2. CAS # 13071-79-9.

3. GFU524.

4. General Allegations of the complaint, ¶¶ 12-27, at 3-6.

5. Counts I, II, and III of the complaint, ¶¶ 28-93, at 6-18 of the complaint.

6. Respondent's Memorandum in Opposition, Affidavit of Mr. Wayne Ward, ¶ 5 at 2, indicates that the forms were filed ten days later.

7. Order Denying Motion for Summary Decision as to Penalty, October 28, 1997. Respondent's Memorandum in Opposition, at 3-8, vigorously opposed summary decision as to the penalty issue, and urged that issues surrounding the assessment of civil penalties (a) remain controverted, and (b) should be scheduled for hearing.

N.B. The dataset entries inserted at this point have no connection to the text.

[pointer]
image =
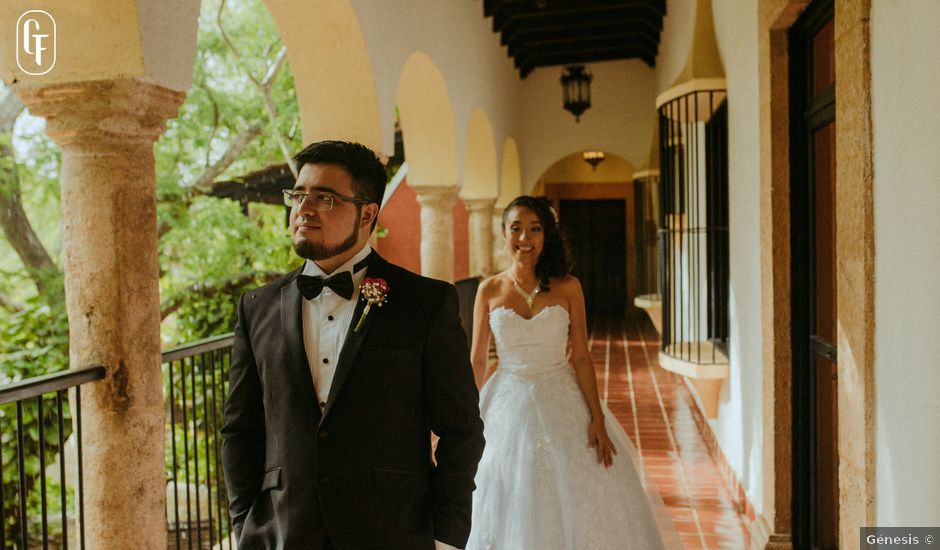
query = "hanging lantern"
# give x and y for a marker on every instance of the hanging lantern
(576, 86)
(593, 158)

8. Adickes v. S. H. Kress & Co., 398 U.S. 144, 157-59 (1970), construing Fed. R. Civ. P. 56.

9. Sections 311(e) (3) and (5), of the Act, 42 U.S.C. §§ 11021(e)(3) and (5).

10. Respondent's Memorandum in Opposition, at 3, and affidavits of Mr. Wayne Ward and Mr. Mark B. Bring, both attached thereto.

11. The charges relating to diesel fuel were withdrawn, pursuant to unopposed motion granted October 25, 1996.

12. Respondent's Memorandum in Opposition at 3, and affidavit of Mr. Ward attached thereto.

13. Affidavit of Mr. Ward at 2.

14. Complainant's Reply to Respondent's Memorandum in Opposition to Accelerated Decision, at 7; Complainant's exhibit 2, Affidavit of Cheryl Turcotte, October 15, 1996, at 1-2, ¶¶ 2-3.

15. Respondent's Memorandum in Opposition suggests that persons who reside in the surrounding agricultural areas are familiar with chemical substances used for agricultural purposes, and "would be familiar with the type of chemicals that would be stored and kept by facilities such as [Respondent] which supply these chemicals to area farmers." This is not a matter of which judicial notice can be taken, and, in any case, it does not constitute a defense to the charges. Moreover, if the Court were persuaded that the argument reflected the situation in Respondent's area, there would be no showing that it is true elsewhere. Exceptions for locality are not made by the Act or regulations for liability, although arguments could be made that locality is relevant to the penalty issue. Last, if the Court did find in Respondent's favor with respect to this argument, against the clear dictates of the Preamble and Federal Register, the Court would be reversed.